REGINA -- Alexis Kolody, 22, hopes she is one step closer to the end of the court proceedings in her alleged sexual assault case after a Supreme Court of Canada decision last week.

In September 2017, Kolody claimed she was sexually assaulted at a party when Awet Mehari had intercourse with her without her consent.

She decided to see the matter through court. In January 2019, Mehari was convicted of sexual assault.

He appealed that conviction, and the Saskatchewan Court of Appeal came to a split decision. Mehari’s lawyer, Aaron Fox, argued the initial trial judge applied an unfair level of scrutiny in assessing evidence.

The split decision meant the conviction was overturned, and a new trial would have to take place or the Crown could appeal at the Supreme Court of Canada.

Kolody said she knew right away she wanted to pursue the latter option.

“I didn’t want to start a new trial because obviously it would be re-traumatizing and re-victimizing,” Kolody said. “It was a long process as it was, so I knew if a new trial started it would be much longer. And I felt like he was already convicted, so I felt like I already did my part. I felt like I don’t have to prove anything more.”

The appeal was heard at the Supreme Court on Friday, Dec. 5. The court allowed the appeal.

Mehari’s case was referred back to the Court of Appeal in Saskatchewan, where his lawyer said remaining grounds of appeal will be considered.

Fox said since the matter is still before the courts, it would not be appropriate for him or Mehari to comment.

Kolody said the decision from the Supreme Court was a relief.

She said she is not sure when the matter will be in court again, but she is hopeful a conclusion will come soon.


Kolody has been fighting for this case for more than three years, and although it’s been a long process, she said she has no regrets.

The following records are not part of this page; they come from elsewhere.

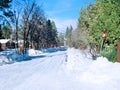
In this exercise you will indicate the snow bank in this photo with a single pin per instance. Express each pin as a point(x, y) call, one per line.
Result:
point(97, 74)
point(32, 52)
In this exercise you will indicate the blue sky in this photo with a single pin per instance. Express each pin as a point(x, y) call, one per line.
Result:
point(63, 12)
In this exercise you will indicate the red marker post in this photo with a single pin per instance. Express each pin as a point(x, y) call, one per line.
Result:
point(103, 38)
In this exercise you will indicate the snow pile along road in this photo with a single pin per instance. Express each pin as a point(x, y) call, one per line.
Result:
point(99, 74)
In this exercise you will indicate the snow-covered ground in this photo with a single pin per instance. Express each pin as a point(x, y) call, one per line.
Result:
point(59, 70)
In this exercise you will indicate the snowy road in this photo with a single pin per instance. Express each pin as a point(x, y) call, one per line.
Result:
point(36, 74)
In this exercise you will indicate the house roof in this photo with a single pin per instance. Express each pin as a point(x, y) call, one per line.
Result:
point(4, 40)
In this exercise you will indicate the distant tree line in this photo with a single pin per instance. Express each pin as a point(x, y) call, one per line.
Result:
point(29, 24)
point(96, 16)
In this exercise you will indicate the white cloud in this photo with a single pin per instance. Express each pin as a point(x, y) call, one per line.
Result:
point(62, 24)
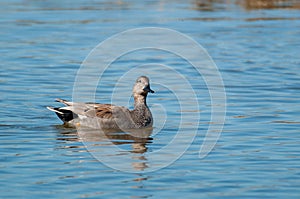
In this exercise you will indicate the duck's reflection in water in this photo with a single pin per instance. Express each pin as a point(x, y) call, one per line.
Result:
point(129, 146)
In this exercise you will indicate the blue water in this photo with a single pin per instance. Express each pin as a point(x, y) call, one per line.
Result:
point(43, 44)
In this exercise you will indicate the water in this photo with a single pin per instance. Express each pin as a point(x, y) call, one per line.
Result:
point(43, 44)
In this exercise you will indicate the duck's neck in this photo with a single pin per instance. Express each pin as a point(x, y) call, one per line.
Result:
point(141, 114)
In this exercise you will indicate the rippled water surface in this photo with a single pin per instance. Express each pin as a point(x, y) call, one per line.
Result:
point(256, 48)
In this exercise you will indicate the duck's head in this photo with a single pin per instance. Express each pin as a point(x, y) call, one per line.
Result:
point(142, 86)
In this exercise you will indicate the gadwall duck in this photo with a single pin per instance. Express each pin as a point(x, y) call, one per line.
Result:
point(108, 116)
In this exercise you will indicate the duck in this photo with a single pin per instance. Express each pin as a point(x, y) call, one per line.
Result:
point(109, 116)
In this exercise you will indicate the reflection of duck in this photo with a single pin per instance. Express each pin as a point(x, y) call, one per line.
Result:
point(105, 142)
point(108, 116)
point(109, 143)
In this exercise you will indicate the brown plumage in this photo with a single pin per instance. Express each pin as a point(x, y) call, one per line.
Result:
point(108, 116)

“Now that it’s been a few years since it happened, I’ve started my healing journey,” she said. “Even if I didn’t come out publicly, when I would be expressing myself to friends or family or people who were close to me, I wouldn’t be shameful about it. So I thought ‘why should I be shameful of it in a community, or in the court aspect?’”

Lisa Miller, the executive director of the Regina Sexual Assault Centre, said on average, only five to seven per cent of sexual assaults are reported.

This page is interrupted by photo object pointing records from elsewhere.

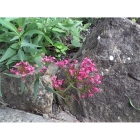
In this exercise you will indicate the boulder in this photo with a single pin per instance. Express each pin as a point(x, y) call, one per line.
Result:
point(14, 115)
point(114, 45)
point(11, 94)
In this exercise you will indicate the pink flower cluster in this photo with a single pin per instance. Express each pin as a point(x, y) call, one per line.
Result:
point(47, 59)
point(43, 69)
point(22, 69)
point(57, 83)
point(85, 75)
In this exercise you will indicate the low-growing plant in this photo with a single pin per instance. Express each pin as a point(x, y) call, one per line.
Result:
point(84, 77)
point(27, 40)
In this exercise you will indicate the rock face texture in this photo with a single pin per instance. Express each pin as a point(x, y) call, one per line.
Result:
point(14, 115)
point(114, 45)
point(11, 91)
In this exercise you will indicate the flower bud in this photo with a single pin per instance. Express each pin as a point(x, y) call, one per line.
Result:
point(19, 29)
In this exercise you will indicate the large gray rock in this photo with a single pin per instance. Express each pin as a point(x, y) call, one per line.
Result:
point(11, 91)
point(114, 45)
point(14, 115)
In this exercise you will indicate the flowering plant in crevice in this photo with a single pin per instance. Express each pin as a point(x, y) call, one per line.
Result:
point(83, 77)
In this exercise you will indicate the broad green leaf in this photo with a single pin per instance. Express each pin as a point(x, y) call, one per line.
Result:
point(14, 38)
point(36, 84)
point(57, 30)
point(12, 59)
point(37, 39)
point(10, 19)
point(52, 22)
point(48, 39)
point(21, 54)
point(9, 52)
point(12, 75)
point(134, 20)
point(31, 32)
point(39, 25)
point(9, 25)
point(21, 21)
point(2, 51)
point(22, 86)
point(6, 37)
point(0, 85)
point(30, 26)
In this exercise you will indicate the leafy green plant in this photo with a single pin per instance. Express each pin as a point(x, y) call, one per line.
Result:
point(26, 39)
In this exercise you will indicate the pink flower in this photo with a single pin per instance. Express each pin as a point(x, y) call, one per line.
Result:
point(90, 94)
point(95, 89)
point(83, 96)
point(72, 71)
point(22, 69)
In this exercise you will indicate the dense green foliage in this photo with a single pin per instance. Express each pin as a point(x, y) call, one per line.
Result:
point(27, 38)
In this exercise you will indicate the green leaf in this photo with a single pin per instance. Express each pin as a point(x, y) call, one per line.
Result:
point(39, 25)
point(12, 75)
point(134, 20)
point(37, 39)
point(21, 21)
point(31, 32)
point(9, 25)
point(38, 60)
point(2, 51)
point(53, 91)
point(0, 85)
point(48, 39)
point(9, 52)
point(21, 54)
point(131, 103)
point(76, 43)
point(26, 44)
point(14, 38)
point(58, 30)
point(22, 86)
point(36, 84)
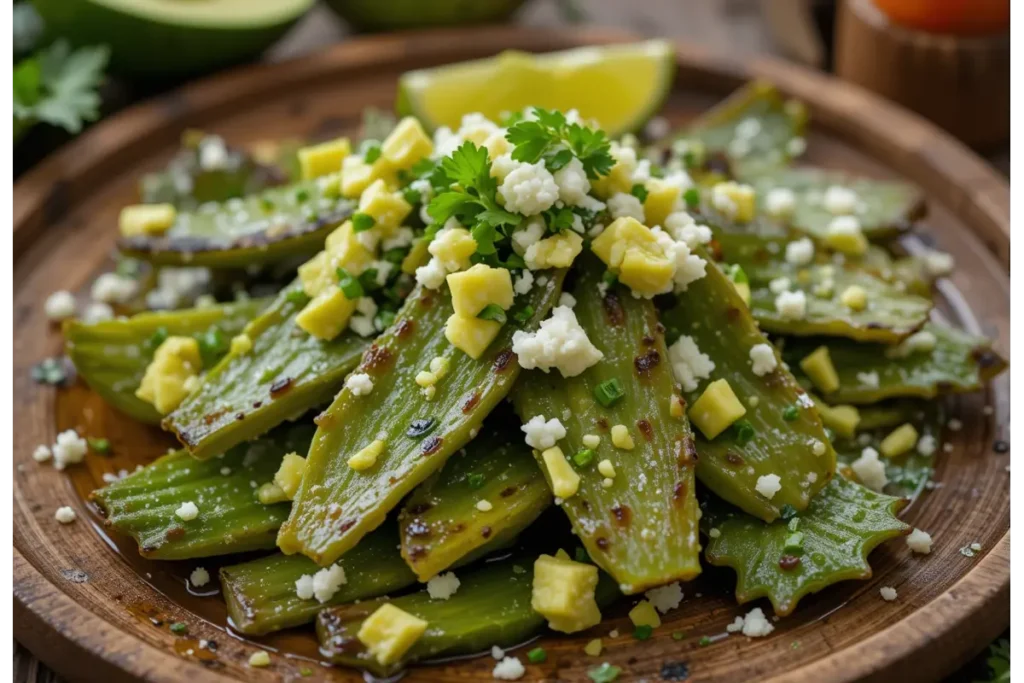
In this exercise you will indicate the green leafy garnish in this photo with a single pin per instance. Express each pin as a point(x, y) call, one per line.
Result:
point(56, 86)
point(551, 135)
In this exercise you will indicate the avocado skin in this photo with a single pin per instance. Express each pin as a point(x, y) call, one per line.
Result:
point(145, 47)
point(371, 15)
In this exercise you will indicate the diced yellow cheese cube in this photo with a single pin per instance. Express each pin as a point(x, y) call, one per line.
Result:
point(471, 335)
point(899, 440)
point(389, 632)
point(557, 251)
point(564, 480)
point(367, 457)
point(317, 160)
point(735, 200)
point(717, 409)
point(819, 368)
point(175, 361)
point(453, 247)
point(315, 275)
point(146, 219)
point(327, 315)
point(662, 200)
point(345, 251)
point(289, 475)
point(407, 144)
point(482, 285)
point(841, 419)
point(645, 272)
point(854, 297)
point(563, 593)
point(387, 208)
point(645, 614)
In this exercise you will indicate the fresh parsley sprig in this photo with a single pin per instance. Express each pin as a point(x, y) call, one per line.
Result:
point(551, 137)
point(470, 197)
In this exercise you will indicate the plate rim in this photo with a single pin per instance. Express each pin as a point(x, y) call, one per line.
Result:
point(974, 191)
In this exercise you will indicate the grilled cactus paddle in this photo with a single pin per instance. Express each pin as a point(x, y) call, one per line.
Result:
point(642, 529)
point(890, 315)
point(779, 433)
point(112, 356)
point(261, 596)
point(285, 374)
point(275, 224)
point(337, 505)
point(803, 552)
point(491, 607)
point(755, 127)
point(884, 208)
point(144, 505)
point(867, 373)
point(439, 522)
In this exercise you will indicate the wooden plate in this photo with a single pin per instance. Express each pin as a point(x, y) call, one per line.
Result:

She said that’s often because the process, as Kolody is experiencing, can be long and drawn out.

“It leaves victims and survivors feeling that that pieces of their life and that experience is hanging over their heads,” Miller said. “That they’re not able to move past it or beyond it.”

Miller said she would like to see that change.

“As a society, we need to be asking ourselves why it’s one of the most under reported crimes and one of the most under convicted crimes?” Miller said. “We need to find ways to improve that outcome for people.”

Kolody said she’s hopeful that sharing her story will inspire others to share theirs, not necessarily publicly, but just with some sort of support system.

“A lot of the time when I explain it to people, they get scared of the court process. But a lot of people do reach out to their family or friends, and that’s a really positive thing in itself,” Kolody said. “It’s an important key in the healing process.”